Enhanced Photocatalytic Activity of Acerola Peel Extract-Coated TiO2 Against Pseudomonas aeruginosa

TiO2 is a widely studied semiconductor with high photocatalytic activity, with various applications across many sectors. TiO2 oxidative reactions are only driven under ultraviolet radiation, and expanding the absorption properties towards to the visible range could enhance the photocatalytic applications, reducing its UV light source reliance. In this context, this study reports the titanium dioxide nanoparticles (TiO2-NPs) coating with Malpighia emarginata (acerola) extract to shift the band gap and be applied against Pseudomonas aeruginosa by photocatalysis. The acerola peel hydroethanolic extract (AcE) was obtained by ultrasound, evaluating its total flavonoid and phenolic compound contents, scavenging free radical ability, and antimicrobial capacity.
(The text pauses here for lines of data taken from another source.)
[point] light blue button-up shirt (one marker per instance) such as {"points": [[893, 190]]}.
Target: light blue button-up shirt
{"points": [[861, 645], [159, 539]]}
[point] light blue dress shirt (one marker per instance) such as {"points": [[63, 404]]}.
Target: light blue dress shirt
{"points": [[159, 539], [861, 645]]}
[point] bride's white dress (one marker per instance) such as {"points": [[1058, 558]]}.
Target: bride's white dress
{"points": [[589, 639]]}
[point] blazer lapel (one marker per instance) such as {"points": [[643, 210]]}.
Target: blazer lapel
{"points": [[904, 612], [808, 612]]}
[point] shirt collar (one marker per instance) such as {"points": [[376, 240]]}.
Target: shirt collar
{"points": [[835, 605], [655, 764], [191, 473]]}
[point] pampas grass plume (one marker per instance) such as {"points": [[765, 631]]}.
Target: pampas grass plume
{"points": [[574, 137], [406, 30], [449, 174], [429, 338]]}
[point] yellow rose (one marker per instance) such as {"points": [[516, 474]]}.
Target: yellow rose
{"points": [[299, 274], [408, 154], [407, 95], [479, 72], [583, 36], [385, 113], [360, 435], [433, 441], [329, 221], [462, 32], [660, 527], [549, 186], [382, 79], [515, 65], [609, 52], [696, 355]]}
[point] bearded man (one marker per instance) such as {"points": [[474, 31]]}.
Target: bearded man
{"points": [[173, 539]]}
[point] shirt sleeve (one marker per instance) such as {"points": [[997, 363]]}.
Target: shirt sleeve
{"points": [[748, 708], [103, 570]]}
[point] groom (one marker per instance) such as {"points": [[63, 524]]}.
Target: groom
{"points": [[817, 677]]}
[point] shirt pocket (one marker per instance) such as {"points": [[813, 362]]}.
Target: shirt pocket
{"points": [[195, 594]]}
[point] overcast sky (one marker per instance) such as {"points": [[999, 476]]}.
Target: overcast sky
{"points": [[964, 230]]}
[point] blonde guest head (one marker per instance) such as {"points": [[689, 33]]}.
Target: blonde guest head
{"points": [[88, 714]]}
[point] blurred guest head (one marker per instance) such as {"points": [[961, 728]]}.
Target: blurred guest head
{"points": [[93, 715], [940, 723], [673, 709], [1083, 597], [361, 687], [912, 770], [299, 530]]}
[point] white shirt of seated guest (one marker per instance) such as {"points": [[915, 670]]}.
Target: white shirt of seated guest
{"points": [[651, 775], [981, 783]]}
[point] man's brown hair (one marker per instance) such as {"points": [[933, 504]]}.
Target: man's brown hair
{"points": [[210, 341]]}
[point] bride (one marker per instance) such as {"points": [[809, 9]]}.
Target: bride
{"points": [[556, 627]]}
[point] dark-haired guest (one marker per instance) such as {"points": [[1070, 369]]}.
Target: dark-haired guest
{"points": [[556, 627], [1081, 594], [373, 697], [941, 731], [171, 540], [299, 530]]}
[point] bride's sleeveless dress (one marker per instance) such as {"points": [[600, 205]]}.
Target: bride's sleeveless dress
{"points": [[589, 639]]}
AcE coating of TiO2-NPs was obtained under magnetic stirring (AcE-TiO2-ms) and ultrasound bath (AcE-TiO2-us) methods. Nanoparticles (NPs) physicochemical properties were characterized by UV-visible DRS spectroscopy, Fourier-transform infrared spectroscopy (FTIR), transmission electron microscopic (TEM), and atomic force microscopy (AFM) techniques. The NPs antimicrobial activity was assessed through photocatalysis under dark, visible, and UV light conditions for 30–180 min. The AcE exhibited high phenolic compound content, antioxidant activity, and antimicrobial potential against P. aeruginosa. The AcE coating TiO2-NPs resulted in an average particle size of 20–35 nm, confirmed by FTIR and TEM analyses. Notably, an enhancement in the photocatalytic performance of AcE-coated TiO2 was observed under the visible light spectrum, particularly in the AcE-TiO2-ms case. This nanoparticle exhibited high antimicrobial activity under visible irradiation at 120 and 180 min, confirming its catalytic performance under visible light.